The secretary came in and placed a newspaper upon the lap of the plum-colored man sitting at a small desk covered in wrinkled telegrams. He was hunched slightly forward and draping his shoulders was a mantle of red, black, and green. She turned to leave but was stopped by the man as he reached out and placed his hand on her arm.
The woman looked into his set of bloodshot eyes, barely visible below their drooping lids.
With some effort, he turned his whole body halfway across the chair and mumbled something softly to her. His voice trailed off several times before the secretary felt assured that he had finished his sentence. She didn’t understand a word he had said.
“I’ll check,” she said and walked towards the door. On her way out, she glanced at the two paintings that decorated the room. They faced each other on opposite walls. Both were of Napoleon Bonaparte, one recognizable as the Emperor of France. In the other though, the emperor was heavier, and he was a black man. He looked a lot like the pitiful man at the chair.

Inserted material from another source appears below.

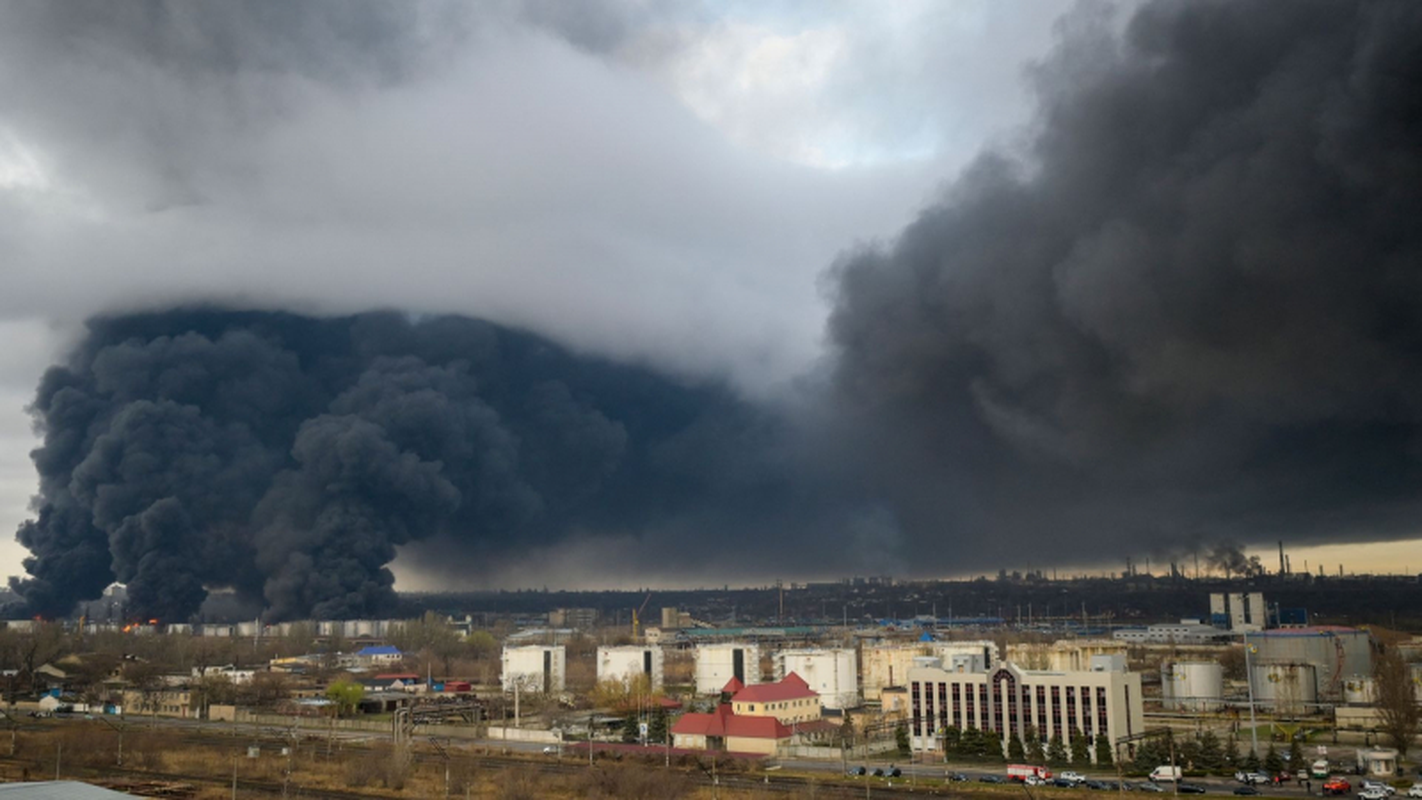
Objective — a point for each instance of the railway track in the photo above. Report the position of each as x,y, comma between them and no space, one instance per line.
777,783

With one hand, the man took the newspaper from his lap and opened it. It was a May edition of the Chicago Defender. He slowly followed the right-hand column until he stopped at an obituary: “... died today; broke, alone, and unpopular.”
He crumpled in his chair.
On June 9th, 1940, in a small and dirty rental in West Kensington, London, Marcus Garvey – founder of the Universal Negro Improvement Association, owner of the Black Star shipping line, and deported “President of Africa” - suffered his second stroke, brought on by the shock of insults accompanying his premature obituaries. By the next morning, the papers would be able to accurately report his passing.